Guoquiang Zhang 舘野功太 眞田治樹 後藤秀樹
量子光物性研究部

 半導体ナノワイヤ(NWs)は半導体ナノ構造の1つであり、新しい電子・光デバイス実現に貢献する可能性があるため、注目を集めている。NWは、新しいナノ構造を構成する基本的な構造体となることや、特徴的な量子細線構造を実現することも期待されている。フリースタンディング型と呼ばれるNWの新しい応用を追求するため、直径が制御されたGaAs NWを作製し、その光学特性を調べ、明瞭な量子効果の観測に成功した。
 NWは、有機金属気相成長装置を用いて、金を触媒とする気相−液相−固相(VLS)モードで作製した[1]。触媒として直径が制御された金粒子 (5, 10, 20, 40, 60 nm) を用いることで、GaAs NWのサイズ制御を試みた。作製したNWの透過電子顕微鏡写真を図1に示す[2]。NWの成長温度を、通常の気相成長で用いられる温度より低くすることで、格子欠陥の極めて少ないNWの作製に成功した[図1(a)-(d)]。また、図1(e)から明らかなように、NWの直径が金粒子のサイズに応じて異なっていることから、NWのサイズ制御が可能であることが分かった。図2は、このNWの光学特性を顕微フォトルミネッセンス (PL) によって調べた結果である[3]。図2(a)は単一NWのPLスペクトルで、金粒子サイズが小さくNWの直径が小さいほど発光エネルギーが大きくなっており、量子閉じ込め効果が明瞭に現れている。図2(b)は、偏光分離PLスペクトルである。PLは偏光方向と、ナノワイヤの方向に強く依存していることが分かる。この結果から、NWでは、従来の量子細線構造とは異なり、屈折率と量子閉じ込め効果の両方の異方性を持つ構造であることが示唆される。以上の結果は、GaAs NWの光学特性のサイズ効果や、量子細線構造での新規物性の解明に貢献することが期待される。

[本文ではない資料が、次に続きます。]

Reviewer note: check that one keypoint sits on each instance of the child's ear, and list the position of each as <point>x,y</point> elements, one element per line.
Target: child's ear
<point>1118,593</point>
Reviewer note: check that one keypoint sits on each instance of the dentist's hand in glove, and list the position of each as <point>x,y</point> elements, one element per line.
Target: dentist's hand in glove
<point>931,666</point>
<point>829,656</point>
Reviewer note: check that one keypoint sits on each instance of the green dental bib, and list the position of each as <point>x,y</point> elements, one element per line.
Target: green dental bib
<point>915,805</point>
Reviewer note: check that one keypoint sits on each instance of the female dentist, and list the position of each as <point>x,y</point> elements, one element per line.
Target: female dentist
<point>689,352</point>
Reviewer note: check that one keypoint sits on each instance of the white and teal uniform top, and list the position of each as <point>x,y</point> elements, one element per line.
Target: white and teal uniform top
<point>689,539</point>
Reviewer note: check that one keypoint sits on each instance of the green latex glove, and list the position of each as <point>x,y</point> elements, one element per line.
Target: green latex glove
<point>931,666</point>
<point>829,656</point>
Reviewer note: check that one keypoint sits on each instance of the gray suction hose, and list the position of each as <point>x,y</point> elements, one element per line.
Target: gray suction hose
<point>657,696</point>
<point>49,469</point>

[1] G. Zhang et al., J. Appl. Phys. 103 (2008) 014301.
[2] G. Zhang et al., Appl. Phys. Lett. 95 (2009) 123104.
[3] G. Zhang et al., Jpn. J. Appl. Phys. 49 (2010) 015001.
 

図1  GaAs NWのTEM写真。(a) 単一NW (b),(c)
単一NW中心と先端付近の高倍率像。
(b)の挿入図は回折像で、Zinc-Blend構造を
示している。(d) NW側面の高倍率像。
(e)サイズの異なる金粒子を用いたNW。
 
図2  (a) 3種類の金粒子を用いて成長したGaAs NW
のPLスペクトル。(b) 偏光分離PLスペクトル、
赤い破線は、バルクGaAsのPLエネルギー。